When immigrants from other countries are included, the net immigration rose in 2013 to 88,000, according to a report from the State Secretariat for Economic Affairs (Seco) that hails the positive benefits brought by foreigners to the country.
Most of the immigrants from the EU and EFTA (Norway, Iceland and Liechtenstein) — around 60 percent — came to Switzerland for jobs, the report said.
It noted that 58 percent of immigrants arriving last year had received post-secondary education, while 14 percent had no education beyond compulsory schooling.
In that respect, the newcomers were over-represented both in terms of being highly qualified and having few skills compared to the resident population, Seco said.
The report said that improving Swiss access to the EU workforce has contributed to strong employment growth.
Since 2002, the number of employed persons rose by 624,000 or an average of 1.3 percent a year, Seco said.
About half of this was the result of foreigners moving to Switzerland, in addition to cross-border commuters who work in Switzerland but live in neighbouring EU countries such as France, Germany and Italy.

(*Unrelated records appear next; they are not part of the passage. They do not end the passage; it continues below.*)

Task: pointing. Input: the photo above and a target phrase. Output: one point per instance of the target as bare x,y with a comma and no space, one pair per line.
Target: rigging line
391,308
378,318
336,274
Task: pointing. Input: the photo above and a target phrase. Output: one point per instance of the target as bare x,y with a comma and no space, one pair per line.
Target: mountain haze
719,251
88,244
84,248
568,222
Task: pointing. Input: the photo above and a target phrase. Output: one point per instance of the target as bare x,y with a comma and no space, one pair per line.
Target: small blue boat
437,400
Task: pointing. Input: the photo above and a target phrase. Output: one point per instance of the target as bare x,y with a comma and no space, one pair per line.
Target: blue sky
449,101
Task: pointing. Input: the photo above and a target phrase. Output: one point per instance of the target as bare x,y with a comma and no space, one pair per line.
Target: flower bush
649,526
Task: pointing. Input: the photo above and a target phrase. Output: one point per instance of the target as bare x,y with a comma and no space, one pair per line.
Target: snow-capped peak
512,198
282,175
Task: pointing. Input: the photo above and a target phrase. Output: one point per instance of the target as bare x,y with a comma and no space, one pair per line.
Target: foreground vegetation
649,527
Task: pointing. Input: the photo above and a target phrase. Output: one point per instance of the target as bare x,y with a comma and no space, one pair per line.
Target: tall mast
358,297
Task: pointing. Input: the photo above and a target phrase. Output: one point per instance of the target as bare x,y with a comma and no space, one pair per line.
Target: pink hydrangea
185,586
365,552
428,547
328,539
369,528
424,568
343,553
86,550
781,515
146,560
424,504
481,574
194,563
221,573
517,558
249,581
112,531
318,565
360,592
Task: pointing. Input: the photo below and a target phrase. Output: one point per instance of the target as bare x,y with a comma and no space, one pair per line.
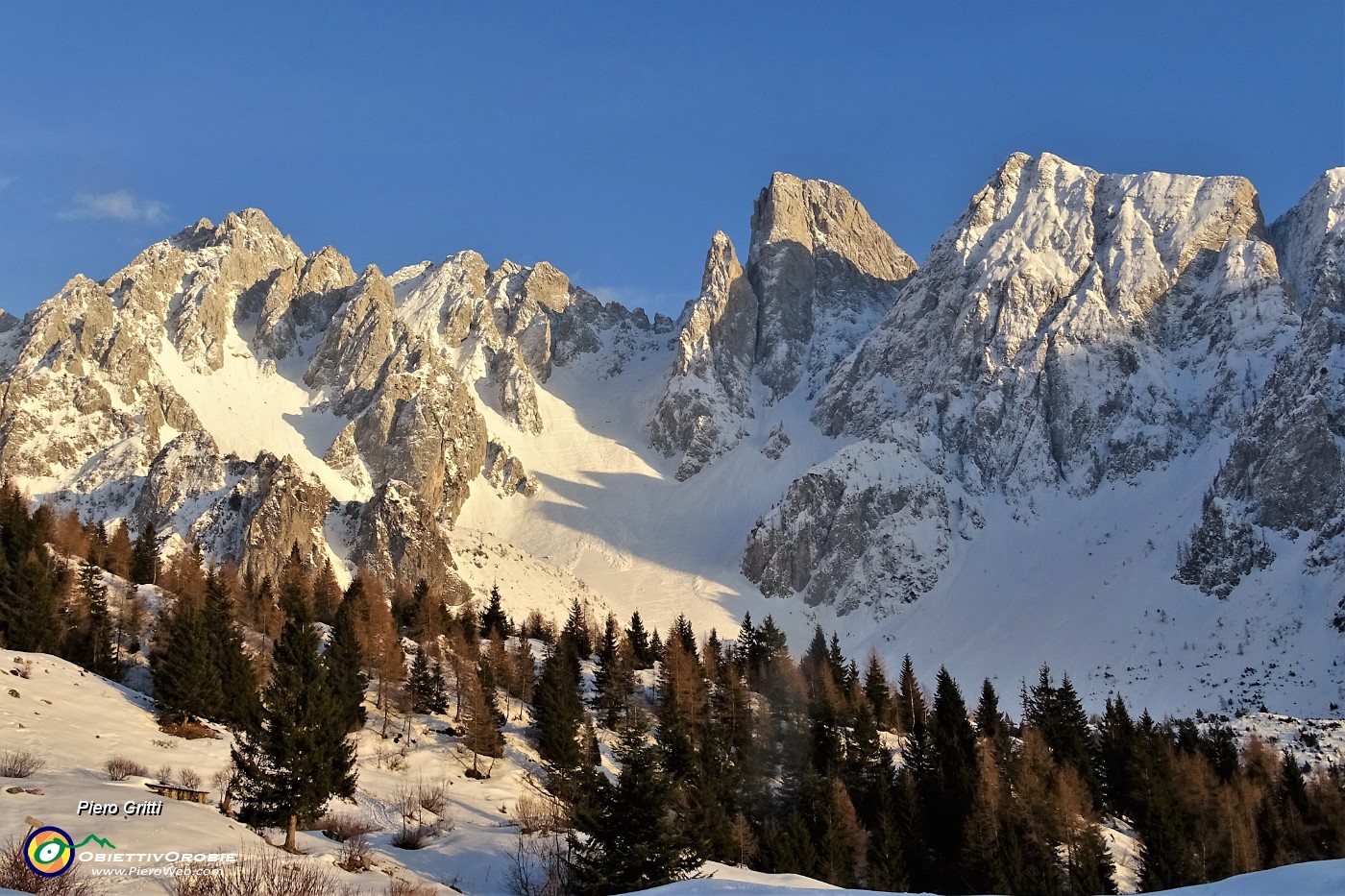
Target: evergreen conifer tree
185,678
327,593
557,711
144,557
639,642
101,657
494,621
911,709
420,684
632,844
575,628
299,757
345,662
239,704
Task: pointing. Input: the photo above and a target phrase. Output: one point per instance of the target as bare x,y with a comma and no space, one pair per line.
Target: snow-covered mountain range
1102,426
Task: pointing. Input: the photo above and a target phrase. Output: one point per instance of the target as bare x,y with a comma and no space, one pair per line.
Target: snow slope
1305,879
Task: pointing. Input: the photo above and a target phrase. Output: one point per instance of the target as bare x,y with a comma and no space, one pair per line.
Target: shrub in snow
123,767
19,763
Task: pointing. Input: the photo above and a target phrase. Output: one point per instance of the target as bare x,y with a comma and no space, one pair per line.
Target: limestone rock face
1287,463
298,302
506,472
399,537
709,390
1221,550
823,274
517,388
284,506
423,430
349,363
1073,327
869,527
187,467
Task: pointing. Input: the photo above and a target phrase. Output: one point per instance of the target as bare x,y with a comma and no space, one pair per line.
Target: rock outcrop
869,527
1072,327
709,392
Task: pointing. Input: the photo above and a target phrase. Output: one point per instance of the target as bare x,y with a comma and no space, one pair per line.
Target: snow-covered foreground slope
1002,459
76,721
1307,879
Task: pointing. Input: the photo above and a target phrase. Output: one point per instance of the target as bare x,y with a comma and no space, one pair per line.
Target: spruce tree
100,653
144,557
494,621
239,704
639,640
420,684
632,842
345,664
185,680
878,691
327,593
557,711
575,628
911,709
612,681
299,758
948,785
990,721
480,718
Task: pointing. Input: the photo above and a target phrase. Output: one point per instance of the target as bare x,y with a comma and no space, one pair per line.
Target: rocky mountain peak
1045,336
1310,241
823,274
709,390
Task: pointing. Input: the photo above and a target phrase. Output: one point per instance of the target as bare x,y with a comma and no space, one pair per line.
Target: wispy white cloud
118,205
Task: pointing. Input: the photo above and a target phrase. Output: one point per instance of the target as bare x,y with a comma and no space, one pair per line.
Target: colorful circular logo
49,852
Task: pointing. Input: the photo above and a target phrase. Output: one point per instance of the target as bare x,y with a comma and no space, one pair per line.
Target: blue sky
614,138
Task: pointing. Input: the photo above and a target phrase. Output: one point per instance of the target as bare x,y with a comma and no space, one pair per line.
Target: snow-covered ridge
991,462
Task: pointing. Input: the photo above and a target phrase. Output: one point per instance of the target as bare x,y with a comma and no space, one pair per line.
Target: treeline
736,752
787,765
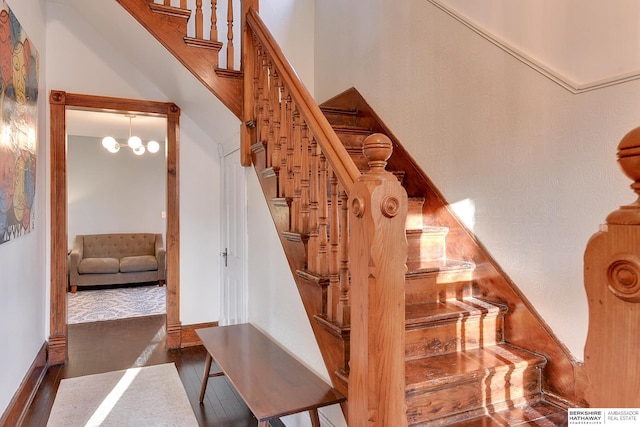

Since the freedom of movement accord took effect, “unemployment has hardly changed”.
The high level of immigration has additionally slowed the aging of the population and relieved social costs for the elderly, Seco said
It has raised unemployment costs but these remain “in line with expectations,” it said.
The report flies in the face of concerns raised by right-wing nationalists that immigration was hurting the Swiss economy.
Swiss voters in a February referendum backed the introduction of immigration quotas, which means that Switzerland has to renegotiate the freedom of movement agreement.
Observers expect that voters will return to the polls in a couple of years to decide on new bilateral agreements with the EU.